St. Chronicles, atau yang lebih sering kami sebut “Chro”, adalah Paduan Suara SMA St. Thomas 1, Medan. Chro merupakan salah satu kegiatan ekstrakulikuler di sekolah ku dulu. Tergabung dalam Chro merupakan salah satu hal yang istimewa yang kuingat dari sejarah masa SMA ku. Aku dan teman-teman, yaitu Chro Angkatan 3, adalah angkatan pertama yang mengikuti Festival Paduan Suara dan Vokal Group Antarsekolah setingkat SMA ketika itu, levelnya se-Kota Medan. Kami mendapatkan Juara 1 untuk kategori Paduan Suara. Padahal ketika itu kami tampil dengan kostum pinjaman, ke gedung dengan angkutan umum, tanpa guru pendamping. Prestasi itu sungguh membanggakan, dan membuat kami, Angkatan 3, cukup solid. Sampai sekarang pun sebagian besar dari kami masih tetap berkomunikasi.
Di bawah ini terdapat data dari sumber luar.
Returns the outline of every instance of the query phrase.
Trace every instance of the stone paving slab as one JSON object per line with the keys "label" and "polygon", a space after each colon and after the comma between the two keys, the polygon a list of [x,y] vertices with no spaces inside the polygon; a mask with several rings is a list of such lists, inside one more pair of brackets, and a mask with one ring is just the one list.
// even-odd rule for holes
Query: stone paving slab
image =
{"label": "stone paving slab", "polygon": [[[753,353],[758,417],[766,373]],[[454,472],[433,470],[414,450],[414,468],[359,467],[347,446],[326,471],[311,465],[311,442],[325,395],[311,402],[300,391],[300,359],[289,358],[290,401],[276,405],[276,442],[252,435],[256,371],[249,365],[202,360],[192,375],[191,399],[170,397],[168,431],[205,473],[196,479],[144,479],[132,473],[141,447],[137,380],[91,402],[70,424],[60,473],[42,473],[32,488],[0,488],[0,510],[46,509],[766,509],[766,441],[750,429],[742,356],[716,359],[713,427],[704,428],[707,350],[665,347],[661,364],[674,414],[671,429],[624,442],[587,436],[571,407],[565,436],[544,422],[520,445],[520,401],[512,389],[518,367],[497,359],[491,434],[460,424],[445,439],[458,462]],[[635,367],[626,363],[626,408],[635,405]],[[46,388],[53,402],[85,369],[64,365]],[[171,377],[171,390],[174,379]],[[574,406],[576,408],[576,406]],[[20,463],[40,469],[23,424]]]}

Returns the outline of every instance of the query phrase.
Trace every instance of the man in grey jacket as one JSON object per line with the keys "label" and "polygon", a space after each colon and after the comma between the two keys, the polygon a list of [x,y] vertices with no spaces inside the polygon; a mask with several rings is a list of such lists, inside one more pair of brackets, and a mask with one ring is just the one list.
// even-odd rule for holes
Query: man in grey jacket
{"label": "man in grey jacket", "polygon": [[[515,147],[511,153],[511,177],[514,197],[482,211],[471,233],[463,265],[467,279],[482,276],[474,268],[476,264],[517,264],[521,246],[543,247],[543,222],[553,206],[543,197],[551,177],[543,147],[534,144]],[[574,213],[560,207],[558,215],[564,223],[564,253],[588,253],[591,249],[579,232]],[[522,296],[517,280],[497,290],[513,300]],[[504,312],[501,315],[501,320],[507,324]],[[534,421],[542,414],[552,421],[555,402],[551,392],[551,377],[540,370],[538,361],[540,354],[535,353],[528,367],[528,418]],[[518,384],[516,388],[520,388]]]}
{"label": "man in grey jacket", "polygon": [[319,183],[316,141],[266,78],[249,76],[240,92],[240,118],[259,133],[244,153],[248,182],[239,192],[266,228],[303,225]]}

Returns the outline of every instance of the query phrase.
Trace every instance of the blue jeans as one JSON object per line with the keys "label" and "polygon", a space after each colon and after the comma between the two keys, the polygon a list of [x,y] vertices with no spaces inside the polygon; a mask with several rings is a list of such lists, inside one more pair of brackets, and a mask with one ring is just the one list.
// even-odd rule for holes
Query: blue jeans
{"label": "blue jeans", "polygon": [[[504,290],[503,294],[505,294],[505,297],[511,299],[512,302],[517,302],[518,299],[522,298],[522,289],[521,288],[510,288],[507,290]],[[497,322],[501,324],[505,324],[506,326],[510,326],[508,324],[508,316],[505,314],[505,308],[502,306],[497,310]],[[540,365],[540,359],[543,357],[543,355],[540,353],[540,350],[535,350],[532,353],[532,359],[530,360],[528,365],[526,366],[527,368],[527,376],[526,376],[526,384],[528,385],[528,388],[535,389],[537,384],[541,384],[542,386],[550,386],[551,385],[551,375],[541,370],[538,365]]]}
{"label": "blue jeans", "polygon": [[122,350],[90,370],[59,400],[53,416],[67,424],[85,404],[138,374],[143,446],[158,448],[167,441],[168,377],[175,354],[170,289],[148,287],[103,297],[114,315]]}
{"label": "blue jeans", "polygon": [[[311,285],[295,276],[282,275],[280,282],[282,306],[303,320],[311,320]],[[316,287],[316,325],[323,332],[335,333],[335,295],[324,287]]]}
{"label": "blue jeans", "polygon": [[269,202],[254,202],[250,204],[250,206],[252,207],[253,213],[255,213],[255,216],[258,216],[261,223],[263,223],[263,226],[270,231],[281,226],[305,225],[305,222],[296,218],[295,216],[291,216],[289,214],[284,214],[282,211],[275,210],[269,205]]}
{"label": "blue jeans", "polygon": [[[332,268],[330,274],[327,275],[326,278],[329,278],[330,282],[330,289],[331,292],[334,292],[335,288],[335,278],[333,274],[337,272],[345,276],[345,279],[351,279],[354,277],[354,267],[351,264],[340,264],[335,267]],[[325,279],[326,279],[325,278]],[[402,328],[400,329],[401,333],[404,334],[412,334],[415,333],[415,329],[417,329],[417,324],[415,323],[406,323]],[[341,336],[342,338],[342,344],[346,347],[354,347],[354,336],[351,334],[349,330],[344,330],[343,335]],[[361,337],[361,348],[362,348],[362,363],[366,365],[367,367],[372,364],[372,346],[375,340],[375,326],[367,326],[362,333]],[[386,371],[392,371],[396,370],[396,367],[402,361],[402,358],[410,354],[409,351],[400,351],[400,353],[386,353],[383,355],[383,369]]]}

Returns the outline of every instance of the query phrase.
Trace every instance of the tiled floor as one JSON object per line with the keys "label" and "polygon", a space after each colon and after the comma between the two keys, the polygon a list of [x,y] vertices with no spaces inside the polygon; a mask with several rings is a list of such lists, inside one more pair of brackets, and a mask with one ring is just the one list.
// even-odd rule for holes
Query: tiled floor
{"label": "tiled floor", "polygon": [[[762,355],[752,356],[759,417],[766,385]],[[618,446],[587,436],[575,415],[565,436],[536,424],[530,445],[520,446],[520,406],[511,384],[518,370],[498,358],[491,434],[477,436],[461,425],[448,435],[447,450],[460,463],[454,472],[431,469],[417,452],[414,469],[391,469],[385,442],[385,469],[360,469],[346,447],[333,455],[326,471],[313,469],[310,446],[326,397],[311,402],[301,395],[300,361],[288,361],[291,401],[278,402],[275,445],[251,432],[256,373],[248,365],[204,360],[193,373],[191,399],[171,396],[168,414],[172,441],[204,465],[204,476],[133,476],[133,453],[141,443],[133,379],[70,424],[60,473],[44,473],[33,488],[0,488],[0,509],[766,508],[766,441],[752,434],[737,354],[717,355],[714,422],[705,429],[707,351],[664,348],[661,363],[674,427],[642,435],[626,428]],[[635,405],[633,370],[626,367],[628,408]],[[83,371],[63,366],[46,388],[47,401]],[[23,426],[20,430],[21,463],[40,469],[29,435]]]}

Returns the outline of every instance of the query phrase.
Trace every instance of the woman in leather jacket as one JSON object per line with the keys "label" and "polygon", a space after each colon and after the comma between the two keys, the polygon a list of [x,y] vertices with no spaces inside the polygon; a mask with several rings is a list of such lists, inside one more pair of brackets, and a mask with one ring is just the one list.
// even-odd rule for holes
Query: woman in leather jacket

Sampai sekarang Chro tetap eksis sebagai kegiatan ekskul di SMA St. Thomas 1 Medan. Beberapa kali aku pernah diundang juga oleh Chro untuk datang dan ngobrol-ngobrol dengan para anggota baru. Walaupun usia kami sangat jauh berbeda (bahkan mungkin aku seusia Mama mereka) tapi karena kami adalah satu keluarga besar Chro, maka panggilan Kakak-Adik tetaplah berlaku. Senang sekali rasanya kalau berkumpul dengan mereka. Rasanya muda terus haha

 

2.       Paduan Suara Gabungan Immanuel

Selama kuliah di Bandung dan bekerja di Kota Bireuen, aku tidak meneruskan kesukaan ber-Paduan Suara. Pernah suatu kali diajak oleh seorang pengurus gereja tempatku beribadah setiap Minggu untuk bergabung dalam Paduan Suara, tapi entah kenapa, aku tidak jadi bergabung.

Tahun 2011, setelah selesai proyek di Kota Bireuen, aku mendapat pekerjaan di Kota Medan. Sejak saat itu aku bergabung dengan paduan suara di gereja ku, HKBP Medan Kota. Namanya Paduan Suara Gabungan Immanuel, yang sering kami sebut dengan “Immanuel” saja.    

Immanuel, yang berdiri tahun 1993, adalah paduan suara yang cukup unik. Unik karena beranggotakan keluarga, yang terdiri dari Ayah Ibu dan anak-anaknya. Selain aku, Papi dan Mami juga anggota dari Immanuel. Mereka adalah salah satu anggota yang sudah bergabung sejak Immanuel didirikan. Dulu ketika masih SMA aku sering menunggui mereka latihan seusai kebaktian. 

Beberapa anggota yang ketika bergabung di awal masih berstatus lajang, ketika kemudian menikah, maka mereka akan membawa pasangannya, dan kemudian anak-anaknya, bergabung dalam Immanuel.  Jadi selama 27 tahun ini, anggota Immanuel sudah berkembang beranak-pinak. Selain karena faktor “kekeluargaan”, banyak juga anggota baru yang datang, sehingga makin lama Immanuel makin berkembang.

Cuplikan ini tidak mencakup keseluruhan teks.